An 17 Stationen präsentiert der Rundgang Lebens- und Wirkungsstätten bedeutender Persönlichkeiten sowie Gedenktafeln und andere Denkmäler in Düsternbrook. Hier wirkten zum Beispiel Künstler wie Clara Schumann und Johannes Brahms, aber auch der Wissenschaftler Hans Geiger und der dänische König Friedrich VI. Die KulturSpuren Düsternbrook rücken die bedeutsame Vergangenheit des Stadtteils stärker ins Bewusstsein der Kieler und sprechen auch interessierte Gäste an. Die online bereitgestellten Texte und Bilder laden dazu ein, die Stationen auf einem Spaziergang durch den Stadtteil zu besuchen. Dazu kann für jede Station der KulturSpuren eine Wegbeschreibung mit Karte und Informationsmaterial heruntergeladen werden. Wer alle Stationen des Rundganges besuchen möchte, sollte bis zu zweieinhalb Stunden Zeit einplanen, da neben den kulturhistorischen Schauplätzen auch das Düsternbrooker Gehölz und die malerische Aussicht auf die Kieler Förde zum Verweilen einladen.

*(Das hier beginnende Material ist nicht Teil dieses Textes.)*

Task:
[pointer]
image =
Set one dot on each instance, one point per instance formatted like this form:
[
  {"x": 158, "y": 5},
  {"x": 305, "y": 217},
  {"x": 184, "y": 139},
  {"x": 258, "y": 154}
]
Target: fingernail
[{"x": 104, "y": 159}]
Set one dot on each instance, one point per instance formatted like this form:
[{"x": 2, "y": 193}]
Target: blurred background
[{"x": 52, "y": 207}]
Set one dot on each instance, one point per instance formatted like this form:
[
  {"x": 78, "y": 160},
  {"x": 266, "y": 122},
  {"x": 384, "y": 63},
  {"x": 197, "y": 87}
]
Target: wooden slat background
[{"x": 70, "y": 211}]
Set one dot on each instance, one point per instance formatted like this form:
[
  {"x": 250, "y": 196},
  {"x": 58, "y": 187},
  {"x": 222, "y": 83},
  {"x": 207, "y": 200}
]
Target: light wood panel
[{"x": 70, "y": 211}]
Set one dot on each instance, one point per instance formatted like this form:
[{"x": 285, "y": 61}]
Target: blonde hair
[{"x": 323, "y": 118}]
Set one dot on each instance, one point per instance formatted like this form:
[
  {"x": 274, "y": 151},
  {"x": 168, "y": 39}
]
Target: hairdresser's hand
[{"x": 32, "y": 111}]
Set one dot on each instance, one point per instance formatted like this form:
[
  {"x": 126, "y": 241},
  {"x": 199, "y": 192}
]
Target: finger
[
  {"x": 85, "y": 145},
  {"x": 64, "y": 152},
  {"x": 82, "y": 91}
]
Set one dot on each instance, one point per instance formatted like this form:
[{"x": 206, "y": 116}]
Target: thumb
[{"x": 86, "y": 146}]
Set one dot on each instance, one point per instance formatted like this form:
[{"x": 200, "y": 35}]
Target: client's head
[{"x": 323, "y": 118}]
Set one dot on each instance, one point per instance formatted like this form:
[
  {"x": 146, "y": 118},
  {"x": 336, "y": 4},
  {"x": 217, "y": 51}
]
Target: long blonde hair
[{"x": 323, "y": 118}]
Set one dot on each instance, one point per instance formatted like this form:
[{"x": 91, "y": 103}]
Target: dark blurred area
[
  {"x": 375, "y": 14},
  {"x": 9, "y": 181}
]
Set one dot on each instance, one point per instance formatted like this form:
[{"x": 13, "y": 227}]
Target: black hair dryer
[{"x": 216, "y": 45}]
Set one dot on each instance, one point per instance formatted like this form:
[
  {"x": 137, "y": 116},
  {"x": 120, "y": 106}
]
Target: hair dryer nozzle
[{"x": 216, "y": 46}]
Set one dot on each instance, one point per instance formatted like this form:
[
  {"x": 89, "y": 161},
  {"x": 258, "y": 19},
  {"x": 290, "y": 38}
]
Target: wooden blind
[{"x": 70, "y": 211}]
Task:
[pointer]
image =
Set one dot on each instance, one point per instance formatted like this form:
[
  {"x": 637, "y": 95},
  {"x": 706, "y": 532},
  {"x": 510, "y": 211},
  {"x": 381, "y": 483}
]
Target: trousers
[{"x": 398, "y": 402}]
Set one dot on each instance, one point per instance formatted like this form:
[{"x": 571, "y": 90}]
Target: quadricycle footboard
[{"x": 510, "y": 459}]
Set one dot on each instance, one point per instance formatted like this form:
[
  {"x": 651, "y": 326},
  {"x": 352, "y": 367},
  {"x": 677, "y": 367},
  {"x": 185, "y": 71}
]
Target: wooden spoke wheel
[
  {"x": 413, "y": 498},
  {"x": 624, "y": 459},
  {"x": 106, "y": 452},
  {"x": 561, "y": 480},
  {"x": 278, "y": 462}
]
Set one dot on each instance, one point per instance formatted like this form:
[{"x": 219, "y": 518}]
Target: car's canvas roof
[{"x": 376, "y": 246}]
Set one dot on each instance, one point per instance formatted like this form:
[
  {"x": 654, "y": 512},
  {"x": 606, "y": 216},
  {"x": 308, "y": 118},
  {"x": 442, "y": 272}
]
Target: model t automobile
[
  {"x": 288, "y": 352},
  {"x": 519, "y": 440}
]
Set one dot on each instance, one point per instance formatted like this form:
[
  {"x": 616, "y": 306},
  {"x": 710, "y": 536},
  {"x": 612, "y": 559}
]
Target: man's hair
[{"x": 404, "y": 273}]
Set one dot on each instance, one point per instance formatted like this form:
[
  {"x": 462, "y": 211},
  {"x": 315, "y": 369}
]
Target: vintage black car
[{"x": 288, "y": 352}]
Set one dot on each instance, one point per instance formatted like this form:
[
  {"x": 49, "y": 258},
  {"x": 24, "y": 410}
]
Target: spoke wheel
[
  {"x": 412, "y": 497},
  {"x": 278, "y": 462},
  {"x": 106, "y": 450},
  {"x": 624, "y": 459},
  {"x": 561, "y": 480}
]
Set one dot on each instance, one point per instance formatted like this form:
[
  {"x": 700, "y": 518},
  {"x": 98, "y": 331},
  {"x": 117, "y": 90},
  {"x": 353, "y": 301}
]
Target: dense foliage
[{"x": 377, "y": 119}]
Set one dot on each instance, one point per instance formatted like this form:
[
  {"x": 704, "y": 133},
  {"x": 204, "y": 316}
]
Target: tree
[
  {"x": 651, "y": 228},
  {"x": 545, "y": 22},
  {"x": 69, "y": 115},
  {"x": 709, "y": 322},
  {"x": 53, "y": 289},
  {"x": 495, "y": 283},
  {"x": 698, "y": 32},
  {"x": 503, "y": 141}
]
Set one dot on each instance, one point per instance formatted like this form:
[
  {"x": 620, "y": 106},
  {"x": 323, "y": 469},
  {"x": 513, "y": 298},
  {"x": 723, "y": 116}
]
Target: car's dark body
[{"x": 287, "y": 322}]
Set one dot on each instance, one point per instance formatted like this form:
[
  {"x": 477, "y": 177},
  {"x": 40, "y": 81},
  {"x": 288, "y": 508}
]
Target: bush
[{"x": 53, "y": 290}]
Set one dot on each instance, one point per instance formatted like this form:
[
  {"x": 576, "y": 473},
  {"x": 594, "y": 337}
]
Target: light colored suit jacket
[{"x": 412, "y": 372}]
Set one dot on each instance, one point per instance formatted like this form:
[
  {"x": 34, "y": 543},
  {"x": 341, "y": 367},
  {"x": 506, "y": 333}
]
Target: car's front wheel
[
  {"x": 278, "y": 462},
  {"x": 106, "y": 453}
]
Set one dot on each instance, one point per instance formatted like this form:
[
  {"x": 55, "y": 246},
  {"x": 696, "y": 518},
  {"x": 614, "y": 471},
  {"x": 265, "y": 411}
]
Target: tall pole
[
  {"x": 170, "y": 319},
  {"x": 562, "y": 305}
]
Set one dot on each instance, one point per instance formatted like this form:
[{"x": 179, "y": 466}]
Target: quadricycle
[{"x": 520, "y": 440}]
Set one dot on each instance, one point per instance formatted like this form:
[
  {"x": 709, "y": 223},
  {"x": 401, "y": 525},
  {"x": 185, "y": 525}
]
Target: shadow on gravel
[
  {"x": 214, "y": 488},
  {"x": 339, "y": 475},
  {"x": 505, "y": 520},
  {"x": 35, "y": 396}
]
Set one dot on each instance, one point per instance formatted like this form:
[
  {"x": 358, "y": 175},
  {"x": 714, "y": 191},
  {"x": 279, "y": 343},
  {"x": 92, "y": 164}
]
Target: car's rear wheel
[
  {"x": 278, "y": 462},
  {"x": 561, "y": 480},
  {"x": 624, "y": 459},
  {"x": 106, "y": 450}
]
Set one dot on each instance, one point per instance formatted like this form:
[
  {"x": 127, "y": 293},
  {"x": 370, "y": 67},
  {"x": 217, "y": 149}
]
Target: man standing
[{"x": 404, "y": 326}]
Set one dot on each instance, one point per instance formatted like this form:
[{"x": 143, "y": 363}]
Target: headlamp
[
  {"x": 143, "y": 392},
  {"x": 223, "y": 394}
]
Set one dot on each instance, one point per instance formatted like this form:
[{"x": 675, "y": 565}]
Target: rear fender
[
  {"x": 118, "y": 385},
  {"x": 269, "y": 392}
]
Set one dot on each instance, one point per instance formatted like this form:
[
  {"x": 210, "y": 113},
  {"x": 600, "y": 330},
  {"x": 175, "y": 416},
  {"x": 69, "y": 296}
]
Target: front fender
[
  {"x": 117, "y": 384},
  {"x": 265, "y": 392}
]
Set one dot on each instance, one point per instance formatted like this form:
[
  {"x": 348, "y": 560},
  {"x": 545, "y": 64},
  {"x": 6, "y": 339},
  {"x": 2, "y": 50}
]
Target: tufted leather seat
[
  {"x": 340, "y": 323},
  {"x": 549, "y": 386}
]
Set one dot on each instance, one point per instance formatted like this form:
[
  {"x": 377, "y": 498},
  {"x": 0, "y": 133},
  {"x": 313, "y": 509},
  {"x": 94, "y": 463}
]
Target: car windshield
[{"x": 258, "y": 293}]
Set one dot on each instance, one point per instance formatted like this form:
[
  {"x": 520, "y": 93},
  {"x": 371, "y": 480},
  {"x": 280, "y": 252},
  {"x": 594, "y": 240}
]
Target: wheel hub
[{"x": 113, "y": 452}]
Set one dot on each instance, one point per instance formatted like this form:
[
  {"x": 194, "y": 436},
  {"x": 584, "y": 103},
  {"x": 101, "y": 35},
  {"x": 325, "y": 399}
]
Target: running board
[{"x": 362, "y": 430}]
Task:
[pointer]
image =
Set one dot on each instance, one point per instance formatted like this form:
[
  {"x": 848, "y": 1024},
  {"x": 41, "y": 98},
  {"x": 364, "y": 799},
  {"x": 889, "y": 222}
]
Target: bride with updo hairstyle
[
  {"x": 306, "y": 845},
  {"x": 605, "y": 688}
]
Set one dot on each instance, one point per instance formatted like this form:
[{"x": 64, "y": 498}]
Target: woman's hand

Die Idee zu einem kulturellen Rundgang durch Düsternbrook entstand im Jahr 2009 im Ortsbeirat. Umgesetzt wurde die Idee vom Amt für Kultur und Weiterbildung, das für die Texte und Bilder umfangreich recherchierte.

Als erste Stationen der KulturSpuren Düsternbrook wurden im Herbst 2011 mit Unterstützung der Brunswiker Stiftung zwei Stelen aufgestellt. Eine Stele erinnert im Düsternbrooker Gehölz an Theodor Storm und dessen Novelle „Auf der Universität“ (1862/1863). Die andere Stele im Diederichsenpark am Niemannsweg widmet sich dem Haus Forsteck, einem gesellschaftlichen Mittelpunkt Kiels und Treffpunkt von Kultur, Wissenschaft und Politik in der zweiten Hälfte des 19. Jahrhunderts. Zu den Texten und Fotos dieser beiden Stelen gesellen sich im Internet nun 15 weitere KulturSpuren Düsternbrook zwischen dem Kaiser-Wilhelm-Standbild von Bildhauer Adolf Brütt im Schloßgarten und der 1785 von August Niemann eingerichteten Forstbaumschule.